| When did you use Haskell? The dependency hell situation has vastly improved (and there are plans to make it much better still). I agree that a downside of Haskell's very high level nature is difficulty to predict some runtime characteristics. This is just an instance of the general trade-off between low-level and high-level languages. Everyone is already comfortable with the loss of easily predictable performance incurred by GC, but people are still not comfortable with the same w.r.t laziness. I use Haskell for real world projects, and I find it more practical and more suitable than any other language I've ever used. Laziness rarely bites me, and has incredible real-world benefits such as easy refactoring and simpler code. I think the silliness about PhD's is very very silly. Of the Haskell programmers I know, the majority don't have a first degree... About profiling -- I have never profiled a Scala/Java application, but how much easier is it compared with: "cabal configure --enable-executable-profiling", and then running the program with "+RTS -p"? It may not be point-and-click, but it really is not hard at all. |
Roughly two years ago.
>I think the silliness about PhD's is very very silly.

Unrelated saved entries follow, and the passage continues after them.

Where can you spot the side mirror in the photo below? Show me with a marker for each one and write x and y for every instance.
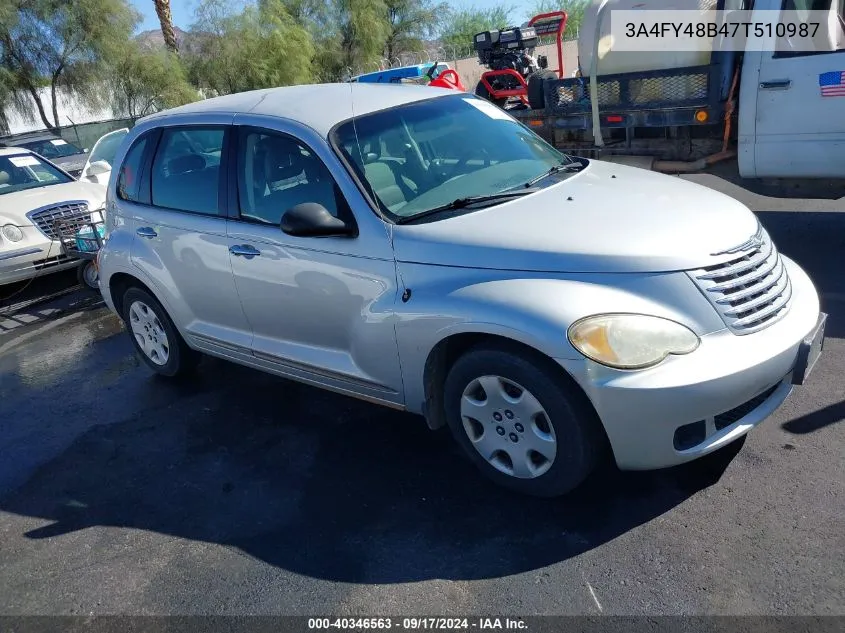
(310, 219)
(98, 167)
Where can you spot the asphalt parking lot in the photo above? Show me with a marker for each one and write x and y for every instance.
(240, 493)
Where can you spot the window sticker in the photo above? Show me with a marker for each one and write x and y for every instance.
(489, 109)
(24, 161)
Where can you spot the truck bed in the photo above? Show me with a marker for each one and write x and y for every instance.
(661, 98)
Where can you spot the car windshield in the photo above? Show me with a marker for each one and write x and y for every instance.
(107, 147)
(27, 171)
(52, 148)
(427, 154)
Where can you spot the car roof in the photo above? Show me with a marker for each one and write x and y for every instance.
(12, 151)
(319, 106)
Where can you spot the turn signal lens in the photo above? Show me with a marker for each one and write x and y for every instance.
(630, 341)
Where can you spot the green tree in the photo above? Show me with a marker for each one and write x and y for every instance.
(409, 23)
(143, 81)
(574, 13)
(61, 46)
(462, 26)
(260, 47)
(363, 31)
(165, 19)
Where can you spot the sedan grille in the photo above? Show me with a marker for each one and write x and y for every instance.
(750, 291)
(67, 216)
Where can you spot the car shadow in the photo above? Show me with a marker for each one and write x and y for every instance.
(313, 482)
(816, 420)
(816, 242)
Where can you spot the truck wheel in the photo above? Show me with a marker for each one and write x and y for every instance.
(481, 91)
(536, 89)
(520, 422)
(156, 339)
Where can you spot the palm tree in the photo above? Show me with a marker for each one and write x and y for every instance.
(166, 20)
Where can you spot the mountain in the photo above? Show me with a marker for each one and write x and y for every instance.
(153, 39)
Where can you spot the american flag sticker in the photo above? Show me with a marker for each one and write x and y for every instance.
(832, 84)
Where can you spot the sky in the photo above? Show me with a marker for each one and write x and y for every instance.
(183, 11)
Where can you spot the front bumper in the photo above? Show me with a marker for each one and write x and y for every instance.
(730, 383)
(31, 257)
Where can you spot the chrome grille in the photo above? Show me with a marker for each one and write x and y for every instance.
(72, 216)
(750, 291)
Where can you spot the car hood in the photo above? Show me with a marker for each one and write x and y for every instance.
(606, 218)
(14, 206)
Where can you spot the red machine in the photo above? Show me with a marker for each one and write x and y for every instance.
(509, 55)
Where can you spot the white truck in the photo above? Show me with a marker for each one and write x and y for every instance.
(766, 108)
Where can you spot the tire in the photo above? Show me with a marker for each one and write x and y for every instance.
(536, 92)
(165, 351)
(87, 276)
(481, 91)
(567, 419)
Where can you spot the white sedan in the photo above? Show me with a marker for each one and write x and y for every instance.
(98, 167)
(34, 194)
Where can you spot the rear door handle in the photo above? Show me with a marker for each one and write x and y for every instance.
(244, 250)
(776, 84)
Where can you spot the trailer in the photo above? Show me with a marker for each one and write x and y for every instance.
(769, 109)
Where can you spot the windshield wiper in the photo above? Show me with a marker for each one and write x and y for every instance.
(571, 167)
(462, 203)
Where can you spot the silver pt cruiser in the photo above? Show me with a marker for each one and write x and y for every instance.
(421, 249)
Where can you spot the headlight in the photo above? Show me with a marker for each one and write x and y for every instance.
(630, 341)
(12, 233)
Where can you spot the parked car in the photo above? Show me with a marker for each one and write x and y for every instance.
(34, 195)
(54, 148)
(99, 164)
(421, 249)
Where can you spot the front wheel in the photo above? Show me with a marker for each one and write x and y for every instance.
(156, 339)
(522, 424)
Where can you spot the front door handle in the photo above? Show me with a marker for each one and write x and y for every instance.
(776, 84)
(244, 250)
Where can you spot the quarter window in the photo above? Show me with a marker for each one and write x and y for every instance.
(276, 173)
(129, 179)
(186, 170)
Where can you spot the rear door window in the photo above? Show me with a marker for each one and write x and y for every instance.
(129, 178)
(186, 170)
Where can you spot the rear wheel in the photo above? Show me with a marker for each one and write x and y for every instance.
(520, 422)
(156, 339)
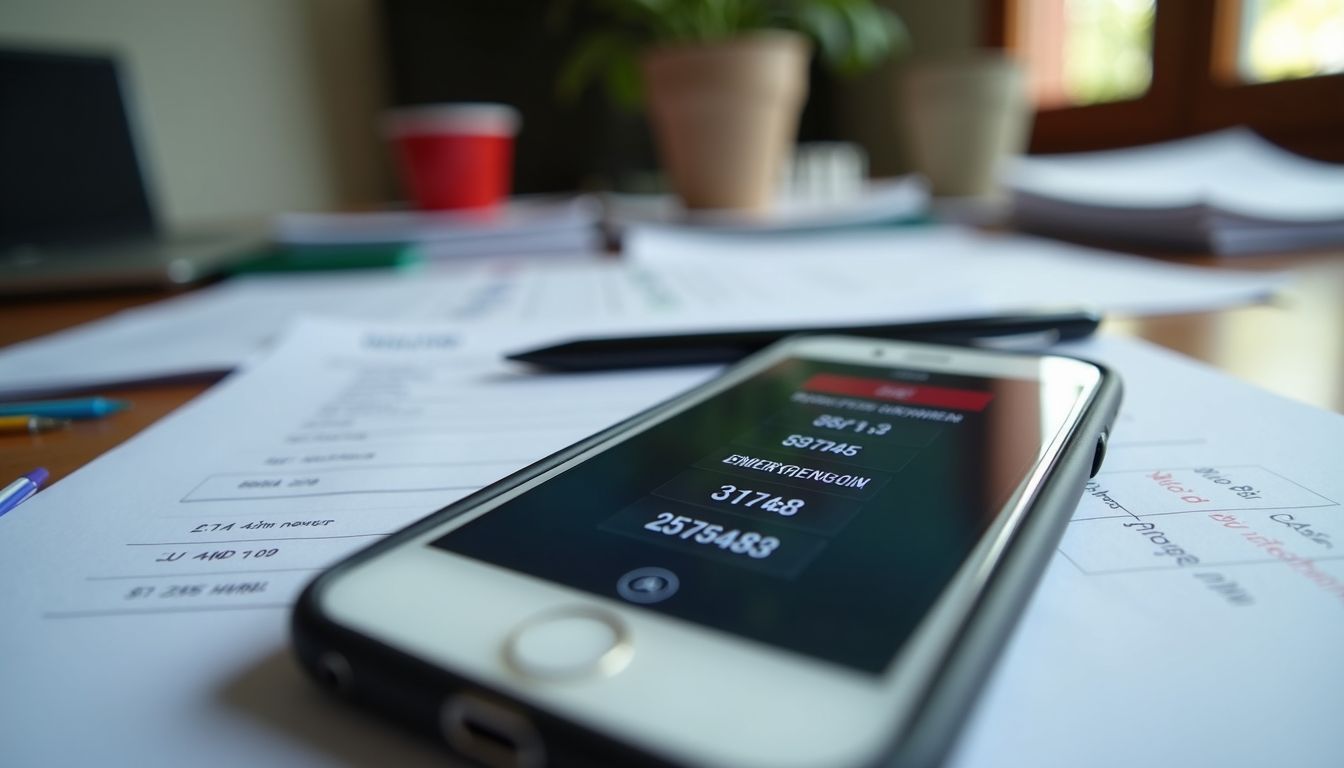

Of course it is. I just wanted to make a point that the "average programmer" has probably never seen a single line of ML-syntax before.
>About profiling -- I have never profiled a Scala/Java application, but how much easier is it compared with: "cabal configure --enable executable-profiling", and then running the program with "+RTS -p"? It may not be point-and-click, but it really is not hard at all.
I don't remember exactly what we tried, what worked and what didn't; we had no experts on the team, and just came to the conclusion that hooking up jconsole/yourkit/<insert jvm profiler here> to a running jvm process and see what's happening in real time on an app server was so much more comfortable.